Some ideas and  guidance would be helpful

Knapper


----------



## PurpLev (Jun 5, 2012)

knapper said:


> I have some 1/4 inch 6061
> aluminum plate that is cut 10 & 1/4 inch square and I need to make it into a 10
> inch round with a 1 inch hole in the center...
> My machine is a SMITHY IMAX, Granite Series, 13 X 40, 3 in 1...
> I know that I will need those index plates...



obviously the better way to go about it is to turn this, but if your Smithy doesn't have 10" capacity that won't do you any good 

the other thing is that you got a 6" rotaty table, so even that is rather small for the desired 10" disc you want to make.
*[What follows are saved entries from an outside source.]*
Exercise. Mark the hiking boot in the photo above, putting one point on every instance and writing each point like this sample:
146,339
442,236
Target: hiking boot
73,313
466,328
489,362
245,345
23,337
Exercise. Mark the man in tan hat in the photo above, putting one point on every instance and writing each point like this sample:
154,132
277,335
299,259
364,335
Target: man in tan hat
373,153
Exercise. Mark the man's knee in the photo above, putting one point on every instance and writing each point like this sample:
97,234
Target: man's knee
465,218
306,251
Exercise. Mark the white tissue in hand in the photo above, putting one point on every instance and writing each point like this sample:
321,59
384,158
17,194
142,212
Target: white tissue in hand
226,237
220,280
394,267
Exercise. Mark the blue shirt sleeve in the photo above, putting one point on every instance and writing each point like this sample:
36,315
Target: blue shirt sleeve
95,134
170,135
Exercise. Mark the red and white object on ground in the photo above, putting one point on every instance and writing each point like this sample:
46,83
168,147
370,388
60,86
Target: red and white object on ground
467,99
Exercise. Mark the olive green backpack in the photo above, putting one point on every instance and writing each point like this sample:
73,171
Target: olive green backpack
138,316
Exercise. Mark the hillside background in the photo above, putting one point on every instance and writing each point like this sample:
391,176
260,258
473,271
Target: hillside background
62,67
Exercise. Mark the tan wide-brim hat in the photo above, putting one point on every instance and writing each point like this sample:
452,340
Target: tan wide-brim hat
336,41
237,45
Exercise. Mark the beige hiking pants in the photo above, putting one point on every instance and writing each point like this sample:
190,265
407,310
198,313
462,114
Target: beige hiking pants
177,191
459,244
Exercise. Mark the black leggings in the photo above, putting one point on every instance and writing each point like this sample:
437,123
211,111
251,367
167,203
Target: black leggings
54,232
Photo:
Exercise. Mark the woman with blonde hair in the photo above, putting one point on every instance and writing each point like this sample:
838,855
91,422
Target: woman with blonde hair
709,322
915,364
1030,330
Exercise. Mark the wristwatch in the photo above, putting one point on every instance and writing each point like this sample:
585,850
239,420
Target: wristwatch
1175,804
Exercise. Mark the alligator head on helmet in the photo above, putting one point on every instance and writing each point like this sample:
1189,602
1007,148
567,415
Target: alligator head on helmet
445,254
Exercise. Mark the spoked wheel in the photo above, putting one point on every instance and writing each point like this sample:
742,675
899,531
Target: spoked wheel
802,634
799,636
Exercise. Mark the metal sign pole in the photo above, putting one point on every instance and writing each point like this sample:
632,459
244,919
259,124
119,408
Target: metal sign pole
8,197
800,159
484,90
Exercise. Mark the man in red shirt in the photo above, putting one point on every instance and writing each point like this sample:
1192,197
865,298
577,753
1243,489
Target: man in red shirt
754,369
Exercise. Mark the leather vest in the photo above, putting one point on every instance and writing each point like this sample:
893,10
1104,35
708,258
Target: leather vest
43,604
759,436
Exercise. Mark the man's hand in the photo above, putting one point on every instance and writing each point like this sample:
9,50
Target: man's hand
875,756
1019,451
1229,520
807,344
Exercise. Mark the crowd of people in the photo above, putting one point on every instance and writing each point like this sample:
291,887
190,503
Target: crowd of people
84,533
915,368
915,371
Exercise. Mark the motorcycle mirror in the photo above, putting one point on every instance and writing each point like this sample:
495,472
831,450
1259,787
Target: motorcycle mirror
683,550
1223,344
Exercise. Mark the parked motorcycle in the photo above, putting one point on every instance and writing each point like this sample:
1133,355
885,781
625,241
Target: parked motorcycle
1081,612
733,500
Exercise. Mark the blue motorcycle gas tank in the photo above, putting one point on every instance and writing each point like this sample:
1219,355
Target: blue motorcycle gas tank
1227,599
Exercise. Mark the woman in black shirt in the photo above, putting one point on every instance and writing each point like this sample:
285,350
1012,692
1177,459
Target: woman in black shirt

Theoretically you should mount your 6061 plate to a substrate (plywood, or other expandable material as you'll be cutting into it). secure this to your rotaty table via a center hole, and clamps on the outer rim for rigidity, set the rotary table on your mill table so that the center of the RT is 10" +half cutter width away from the cutter (so that rotating the table with the cutter engaged will result in a 10" disc part) and then using the rotary table to rotate your plate while the cutter is engaged in it to 'turn' the disc - you can then mount the disk + substrate directly on your mill table, index your center hold and bore that 1" center hole with a drill/end mill.

the above is theoretical since your RT is only 6" so Im not sure how you would reach your RT wheel, IF you are able to mount all of this without it interfering with the RT body itself (you'd need to elevate the plate+substrate a couple of inches above table). all doable, I'm just not sure how rigid it will all be.


----------



## swatson144 (Jun 5, 2012)

Like most everything in machining lots of different ways to spank that monkey. It all depends on if you mind holes outside of the center or not. I'll just get onto the no extra holes allowed band wagon.

Center the rotab under the spindle and clamp it. Note the center position and direction of travel to get to them. Then mount a sacrificial plate using T nuts and CS screws. Leave the sacrificial plate slightly large as you will need it for clamping the work piece. Drill holes for clamping rigs in the sacrificial plate. Mark an x across the workpiece to find center and center punch it. Place a center in the spindle and center the workpiece under it, clamp and cut the center out or cut the outside first as you want. I'd probably cut the 1" hole first so I could drop a piece of round through the workpiece and 1/2 into the sacrificial plate before moving to the outside cut. 

Steve


----------



## MikeAa (Jun 6, 2012)

A quick tip, I turned a mandrel on my lathe that is just a slip fit to the center bore of my rotary table with a 3/4" shaft to fit an R8 collet. Zero out your table and the use the mandrel to center to your spindle and the tighten it down it down to the table. Move the 5 inches on your zeroed handwheel plus cutter *RADIUS* and your there.


----------



## swatson144 (Jun 6, 2012)

MikeAa said:


> plus cutter diameter and your there.



Errr I think that would be cutter radius? :huh:

Steve


----------



## Rbeckett (Jun 6, 2012)

Knapper,
If you have a look at Amazon they have a workshop series that I am pretty sure included a rotary table primer.  There are around 40 or so books in that series and they are really nice little how-to books for the machinist.  I have several.  The actual title from one is "Workshop Practice Series"  Milling A Complete Course, by Harold Hall.  That should get you enough info to find the one you are looking for, hopefully.  I like them because they dont talk over your head and assume you know very little so they start at the beginning and progress through a whole project to make sure you have gotten it down.  Really a great source of training literature.  Hope this helps some.
Bob

Heres a link to two of those books that might interest you:
Gears & Gear Cutting (Workshop Practice Series 17) , and 
Dividing (Workshop Practice), book 37


----------



## MikeAa (Jun 7, 2012)

"Errr I think that would be cutter radius?"



Fixed it, my bad!!!


----------